Lo que antaño se consideraba aplicable tanto al átomo como al cosmos para demostrar que el universo era un aparato de relojería exacto, hoy se considera tan sólo como un mecanismo mental inaplicable al entorno.
Ese universo mecánico, calculable en sus accionar hasta el mínimo detalle, ha perdido vigencia. El universo que se desarrolla uniformemente con exactitud matemática al obedecer a algún plan divino exacto, ya no existe hoy a la luz de la ciencia nuclear ni a la luz de la ciencia astronómica.
La idea de antaño de un mundo exacto en el que todo se desenvuelve armónicamente, es cautivante. En cambio, la demostración de un universo anárquico que tiende hacia el caos y que sólo en algunos puntos ofrece casos fugaces de equilibrio, es enervante, pero no menos real.

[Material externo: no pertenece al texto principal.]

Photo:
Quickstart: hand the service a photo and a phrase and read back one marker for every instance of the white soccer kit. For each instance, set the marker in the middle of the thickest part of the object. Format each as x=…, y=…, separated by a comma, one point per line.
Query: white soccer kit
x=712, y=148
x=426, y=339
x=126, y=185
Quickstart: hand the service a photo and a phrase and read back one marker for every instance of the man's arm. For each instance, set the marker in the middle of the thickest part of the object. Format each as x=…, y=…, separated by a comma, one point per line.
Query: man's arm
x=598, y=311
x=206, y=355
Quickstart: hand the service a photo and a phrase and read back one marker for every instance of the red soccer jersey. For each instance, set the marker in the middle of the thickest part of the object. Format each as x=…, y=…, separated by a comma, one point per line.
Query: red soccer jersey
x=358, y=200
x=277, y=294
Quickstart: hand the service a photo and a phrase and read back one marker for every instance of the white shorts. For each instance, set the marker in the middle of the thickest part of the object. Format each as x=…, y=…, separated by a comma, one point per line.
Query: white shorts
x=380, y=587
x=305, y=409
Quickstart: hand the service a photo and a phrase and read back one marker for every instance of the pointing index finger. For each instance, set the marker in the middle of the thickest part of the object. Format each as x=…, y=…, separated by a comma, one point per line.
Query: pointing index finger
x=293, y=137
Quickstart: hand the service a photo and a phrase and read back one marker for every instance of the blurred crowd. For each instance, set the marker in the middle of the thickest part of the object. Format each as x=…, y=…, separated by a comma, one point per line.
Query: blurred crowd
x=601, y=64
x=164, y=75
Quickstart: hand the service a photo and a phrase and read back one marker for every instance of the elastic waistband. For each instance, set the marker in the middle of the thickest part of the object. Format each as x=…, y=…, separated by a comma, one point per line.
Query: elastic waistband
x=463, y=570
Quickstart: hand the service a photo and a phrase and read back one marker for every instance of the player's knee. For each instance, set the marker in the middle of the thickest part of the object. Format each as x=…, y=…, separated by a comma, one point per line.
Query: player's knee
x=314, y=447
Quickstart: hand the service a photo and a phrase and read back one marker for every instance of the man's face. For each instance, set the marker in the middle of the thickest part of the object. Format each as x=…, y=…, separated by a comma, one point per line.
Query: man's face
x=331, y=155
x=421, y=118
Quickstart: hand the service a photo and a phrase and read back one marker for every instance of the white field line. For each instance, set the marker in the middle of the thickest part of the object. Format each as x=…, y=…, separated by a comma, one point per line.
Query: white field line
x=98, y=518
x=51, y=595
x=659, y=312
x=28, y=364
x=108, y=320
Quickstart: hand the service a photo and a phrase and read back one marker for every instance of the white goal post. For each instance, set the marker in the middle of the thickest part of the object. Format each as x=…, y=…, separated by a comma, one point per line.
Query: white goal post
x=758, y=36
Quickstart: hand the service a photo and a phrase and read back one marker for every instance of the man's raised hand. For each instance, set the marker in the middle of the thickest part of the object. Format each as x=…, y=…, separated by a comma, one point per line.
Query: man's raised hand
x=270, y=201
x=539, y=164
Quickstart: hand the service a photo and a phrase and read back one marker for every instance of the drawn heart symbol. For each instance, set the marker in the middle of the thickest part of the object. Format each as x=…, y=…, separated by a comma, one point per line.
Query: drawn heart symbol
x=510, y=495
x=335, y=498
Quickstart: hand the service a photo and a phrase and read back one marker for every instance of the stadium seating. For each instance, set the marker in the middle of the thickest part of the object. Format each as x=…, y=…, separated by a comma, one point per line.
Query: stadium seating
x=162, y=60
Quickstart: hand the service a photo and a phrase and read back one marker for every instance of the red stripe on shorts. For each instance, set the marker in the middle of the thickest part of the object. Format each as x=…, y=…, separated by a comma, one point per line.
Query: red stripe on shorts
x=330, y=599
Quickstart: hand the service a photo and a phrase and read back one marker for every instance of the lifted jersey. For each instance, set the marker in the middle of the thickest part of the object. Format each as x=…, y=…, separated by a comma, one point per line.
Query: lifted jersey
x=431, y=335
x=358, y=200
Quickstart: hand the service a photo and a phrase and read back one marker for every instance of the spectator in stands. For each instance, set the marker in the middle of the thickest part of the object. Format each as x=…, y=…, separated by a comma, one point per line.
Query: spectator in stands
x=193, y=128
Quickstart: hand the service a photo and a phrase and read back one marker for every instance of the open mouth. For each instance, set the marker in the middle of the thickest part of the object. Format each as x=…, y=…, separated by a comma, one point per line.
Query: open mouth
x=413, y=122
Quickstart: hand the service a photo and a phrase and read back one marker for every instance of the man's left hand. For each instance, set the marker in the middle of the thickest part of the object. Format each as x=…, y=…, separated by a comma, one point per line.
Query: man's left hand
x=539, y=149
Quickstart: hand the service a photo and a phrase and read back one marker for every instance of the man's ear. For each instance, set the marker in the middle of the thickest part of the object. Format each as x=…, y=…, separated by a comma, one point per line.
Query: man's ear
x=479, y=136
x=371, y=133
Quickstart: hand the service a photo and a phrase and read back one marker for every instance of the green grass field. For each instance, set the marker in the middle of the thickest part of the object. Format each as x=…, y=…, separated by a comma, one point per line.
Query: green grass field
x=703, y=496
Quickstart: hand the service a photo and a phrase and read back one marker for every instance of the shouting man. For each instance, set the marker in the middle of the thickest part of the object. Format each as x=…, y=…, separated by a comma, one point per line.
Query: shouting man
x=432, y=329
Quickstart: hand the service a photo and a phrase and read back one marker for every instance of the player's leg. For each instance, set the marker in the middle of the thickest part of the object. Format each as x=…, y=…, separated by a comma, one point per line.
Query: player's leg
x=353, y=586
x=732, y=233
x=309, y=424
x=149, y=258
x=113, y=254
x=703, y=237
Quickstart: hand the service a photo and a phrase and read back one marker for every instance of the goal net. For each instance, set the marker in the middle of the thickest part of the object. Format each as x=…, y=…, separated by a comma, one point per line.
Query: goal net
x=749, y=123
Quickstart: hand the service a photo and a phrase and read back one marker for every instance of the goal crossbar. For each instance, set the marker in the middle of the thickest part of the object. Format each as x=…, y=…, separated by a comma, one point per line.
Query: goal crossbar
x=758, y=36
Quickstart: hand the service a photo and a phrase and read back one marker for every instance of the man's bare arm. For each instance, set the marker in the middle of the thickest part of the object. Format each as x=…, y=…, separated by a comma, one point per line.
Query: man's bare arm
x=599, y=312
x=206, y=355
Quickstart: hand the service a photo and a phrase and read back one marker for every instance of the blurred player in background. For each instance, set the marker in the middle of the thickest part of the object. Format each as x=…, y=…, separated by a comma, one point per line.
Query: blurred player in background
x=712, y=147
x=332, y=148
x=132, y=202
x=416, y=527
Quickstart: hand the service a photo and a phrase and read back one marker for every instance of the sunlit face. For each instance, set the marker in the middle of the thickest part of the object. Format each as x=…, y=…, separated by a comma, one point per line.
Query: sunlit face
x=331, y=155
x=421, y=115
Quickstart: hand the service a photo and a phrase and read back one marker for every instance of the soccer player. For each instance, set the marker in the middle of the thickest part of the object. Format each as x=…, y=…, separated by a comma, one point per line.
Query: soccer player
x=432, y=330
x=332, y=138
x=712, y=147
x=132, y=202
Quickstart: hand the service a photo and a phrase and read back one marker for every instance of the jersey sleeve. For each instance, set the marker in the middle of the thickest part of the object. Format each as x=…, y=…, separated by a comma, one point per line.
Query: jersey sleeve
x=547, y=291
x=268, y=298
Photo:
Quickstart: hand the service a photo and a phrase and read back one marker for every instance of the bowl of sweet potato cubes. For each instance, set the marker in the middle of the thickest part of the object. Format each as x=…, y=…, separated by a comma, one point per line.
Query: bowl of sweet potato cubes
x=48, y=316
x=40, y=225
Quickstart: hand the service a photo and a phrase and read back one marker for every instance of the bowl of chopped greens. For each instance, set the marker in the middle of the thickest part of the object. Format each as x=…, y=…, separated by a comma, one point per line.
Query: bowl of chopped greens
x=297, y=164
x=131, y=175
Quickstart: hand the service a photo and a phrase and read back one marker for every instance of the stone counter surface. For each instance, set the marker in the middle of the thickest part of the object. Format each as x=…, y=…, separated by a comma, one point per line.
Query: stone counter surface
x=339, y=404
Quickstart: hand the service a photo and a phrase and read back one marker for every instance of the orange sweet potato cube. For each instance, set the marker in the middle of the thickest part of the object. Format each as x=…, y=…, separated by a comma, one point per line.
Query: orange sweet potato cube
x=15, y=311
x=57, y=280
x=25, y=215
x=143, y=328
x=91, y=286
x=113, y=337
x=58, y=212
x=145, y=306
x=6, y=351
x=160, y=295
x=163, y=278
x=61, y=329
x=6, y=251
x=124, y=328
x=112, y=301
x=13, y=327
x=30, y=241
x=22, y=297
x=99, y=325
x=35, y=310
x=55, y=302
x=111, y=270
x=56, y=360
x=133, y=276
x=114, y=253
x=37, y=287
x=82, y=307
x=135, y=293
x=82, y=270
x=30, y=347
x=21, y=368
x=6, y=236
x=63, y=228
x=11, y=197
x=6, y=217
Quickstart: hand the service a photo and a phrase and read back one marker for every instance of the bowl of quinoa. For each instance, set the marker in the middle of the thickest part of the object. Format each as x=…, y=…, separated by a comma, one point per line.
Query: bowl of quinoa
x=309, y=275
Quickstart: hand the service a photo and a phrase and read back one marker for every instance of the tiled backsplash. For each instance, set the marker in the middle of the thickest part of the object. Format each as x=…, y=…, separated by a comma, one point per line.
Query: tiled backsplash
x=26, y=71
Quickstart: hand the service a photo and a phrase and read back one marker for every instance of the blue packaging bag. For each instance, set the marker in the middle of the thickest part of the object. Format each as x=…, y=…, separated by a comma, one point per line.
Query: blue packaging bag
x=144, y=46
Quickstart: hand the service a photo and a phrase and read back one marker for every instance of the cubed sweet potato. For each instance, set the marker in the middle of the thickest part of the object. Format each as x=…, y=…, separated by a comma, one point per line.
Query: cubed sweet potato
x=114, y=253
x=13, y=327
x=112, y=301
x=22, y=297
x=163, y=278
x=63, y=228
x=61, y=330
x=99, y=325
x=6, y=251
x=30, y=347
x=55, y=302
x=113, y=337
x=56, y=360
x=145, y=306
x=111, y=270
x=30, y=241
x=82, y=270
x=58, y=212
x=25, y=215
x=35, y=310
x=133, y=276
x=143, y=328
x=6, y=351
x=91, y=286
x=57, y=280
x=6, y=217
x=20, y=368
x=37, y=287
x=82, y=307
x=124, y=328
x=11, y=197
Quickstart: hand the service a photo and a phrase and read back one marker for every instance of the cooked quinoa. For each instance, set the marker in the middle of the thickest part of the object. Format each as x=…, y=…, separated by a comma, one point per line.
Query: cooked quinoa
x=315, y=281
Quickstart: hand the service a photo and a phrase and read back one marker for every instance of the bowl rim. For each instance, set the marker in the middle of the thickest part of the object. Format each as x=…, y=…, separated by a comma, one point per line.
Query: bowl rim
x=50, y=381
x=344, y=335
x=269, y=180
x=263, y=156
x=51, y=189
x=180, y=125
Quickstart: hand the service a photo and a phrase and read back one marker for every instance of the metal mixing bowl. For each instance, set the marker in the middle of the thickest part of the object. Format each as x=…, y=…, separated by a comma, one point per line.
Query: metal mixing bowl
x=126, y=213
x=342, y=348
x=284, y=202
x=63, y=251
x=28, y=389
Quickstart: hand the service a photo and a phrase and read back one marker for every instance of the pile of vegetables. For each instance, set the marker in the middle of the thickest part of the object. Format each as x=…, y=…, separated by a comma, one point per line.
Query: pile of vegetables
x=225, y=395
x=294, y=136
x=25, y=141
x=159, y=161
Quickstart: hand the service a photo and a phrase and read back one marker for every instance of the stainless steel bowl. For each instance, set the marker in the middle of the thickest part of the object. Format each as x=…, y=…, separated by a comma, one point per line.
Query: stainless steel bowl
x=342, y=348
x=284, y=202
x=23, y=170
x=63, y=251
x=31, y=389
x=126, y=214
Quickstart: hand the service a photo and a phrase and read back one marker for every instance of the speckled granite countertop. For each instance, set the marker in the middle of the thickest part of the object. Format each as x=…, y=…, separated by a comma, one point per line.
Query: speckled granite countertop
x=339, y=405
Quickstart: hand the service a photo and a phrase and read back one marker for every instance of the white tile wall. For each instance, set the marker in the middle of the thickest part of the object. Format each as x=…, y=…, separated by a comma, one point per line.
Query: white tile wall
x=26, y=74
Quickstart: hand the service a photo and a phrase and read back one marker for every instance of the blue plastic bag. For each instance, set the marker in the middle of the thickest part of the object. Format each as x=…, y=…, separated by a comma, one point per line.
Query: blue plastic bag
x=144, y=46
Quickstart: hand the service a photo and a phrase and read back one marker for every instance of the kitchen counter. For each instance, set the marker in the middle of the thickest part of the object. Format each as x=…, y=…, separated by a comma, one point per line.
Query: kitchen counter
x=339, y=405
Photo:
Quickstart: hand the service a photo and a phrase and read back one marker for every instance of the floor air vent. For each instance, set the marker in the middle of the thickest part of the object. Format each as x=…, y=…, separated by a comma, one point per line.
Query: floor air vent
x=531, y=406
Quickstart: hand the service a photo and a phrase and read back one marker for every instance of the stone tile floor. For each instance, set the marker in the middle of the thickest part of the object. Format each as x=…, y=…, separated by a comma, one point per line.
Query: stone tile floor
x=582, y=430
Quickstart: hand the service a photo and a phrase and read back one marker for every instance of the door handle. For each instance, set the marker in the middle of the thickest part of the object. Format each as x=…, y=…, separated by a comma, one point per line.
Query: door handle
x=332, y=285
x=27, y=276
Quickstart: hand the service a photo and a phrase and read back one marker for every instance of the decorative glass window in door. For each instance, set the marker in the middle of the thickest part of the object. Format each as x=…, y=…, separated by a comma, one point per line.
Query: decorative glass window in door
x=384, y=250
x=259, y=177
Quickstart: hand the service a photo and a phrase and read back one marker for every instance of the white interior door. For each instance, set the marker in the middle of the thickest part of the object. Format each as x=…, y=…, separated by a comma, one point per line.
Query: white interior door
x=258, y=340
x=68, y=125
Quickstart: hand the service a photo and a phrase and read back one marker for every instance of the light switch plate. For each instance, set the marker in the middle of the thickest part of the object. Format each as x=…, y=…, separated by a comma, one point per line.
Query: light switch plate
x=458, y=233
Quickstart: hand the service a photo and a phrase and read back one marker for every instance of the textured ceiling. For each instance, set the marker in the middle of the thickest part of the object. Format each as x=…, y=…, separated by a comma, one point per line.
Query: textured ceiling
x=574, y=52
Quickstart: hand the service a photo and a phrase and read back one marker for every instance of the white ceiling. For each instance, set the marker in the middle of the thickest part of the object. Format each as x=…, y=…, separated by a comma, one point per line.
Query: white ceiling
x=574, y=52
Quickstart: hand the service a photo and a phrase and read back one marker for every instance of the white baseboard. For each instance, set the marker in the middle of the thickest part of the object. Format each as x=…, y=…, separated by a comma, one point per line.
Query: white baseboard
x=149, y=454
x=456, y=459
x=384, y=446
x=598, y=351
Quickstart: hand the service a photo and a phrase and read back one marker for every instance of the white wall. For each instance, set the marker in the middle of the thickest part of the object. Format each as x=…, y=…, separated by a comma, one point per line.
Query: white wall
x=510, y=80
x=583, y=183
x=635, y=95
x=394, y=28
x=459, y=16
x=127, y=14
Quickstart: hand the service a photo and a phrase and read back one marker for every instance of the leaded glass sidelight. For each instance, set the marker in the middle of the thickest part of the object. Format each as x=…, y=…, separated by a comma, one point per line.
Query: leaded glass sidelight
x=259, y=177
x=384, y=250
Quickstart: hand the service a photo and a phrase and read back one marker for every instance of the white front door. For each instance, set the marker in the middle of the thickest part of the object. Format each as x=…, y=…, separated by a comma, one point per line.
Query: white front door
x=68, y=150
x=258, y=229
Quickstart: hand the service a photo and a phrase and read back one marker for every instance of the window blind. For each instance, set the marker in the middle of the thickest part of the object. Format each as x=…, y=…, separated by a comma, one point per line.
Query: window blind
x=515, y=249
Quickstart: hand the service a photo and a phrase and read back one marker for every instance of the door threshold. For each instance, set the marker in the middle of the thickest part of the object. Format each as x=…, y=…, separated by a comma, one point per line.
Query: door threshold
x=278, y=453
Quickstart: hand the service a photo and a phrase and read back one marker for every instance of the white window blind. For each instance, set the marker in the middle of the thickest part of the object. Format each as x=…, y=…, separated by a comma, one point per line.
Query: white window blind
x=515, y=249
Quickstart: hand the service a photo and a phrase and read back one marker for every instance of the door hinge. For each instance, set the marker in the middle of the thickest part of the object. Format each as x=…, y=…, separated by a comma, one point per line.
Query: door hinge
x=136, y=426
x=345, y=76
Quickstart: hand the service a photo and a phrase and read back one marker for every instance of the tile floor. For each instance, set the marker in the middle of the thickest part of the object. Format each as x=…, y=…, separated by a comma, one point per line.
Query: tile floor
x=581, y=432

Cuando se emplea la matemática para representar algo fijo y conocido como el conteo de estrellas, por ejemplo, se supone que los símbolos matemáticos sustituyen a los objetos y estaremos acertados en los resultados, pero cuando se la pretende aplicar a algo más sutil como el proceso planetario que nos contiene, fracasamos rotundamente, al punto de que no nos es posible construir un almanaque perfecto, ni entender cómo el diámetro de una circunferencia entra 3,1459… veces en su longitud ni comprender el problema de la cuadratura del círculo, pues se esperaría que el resultado fuese exacto.
La desmitificación del mundo matemático ha sido un rudo golpe para la teología, supuesta ciencia que habla de un gobierno exacto de los acontecimientos cósmicos, (según mi óptica ¡anticósmicos!)
Todo esto aleja a todo ser concebido como un perfecto creador de todo lo existente que, a las claras, se nos revela como un universo pleno de imperfecciones.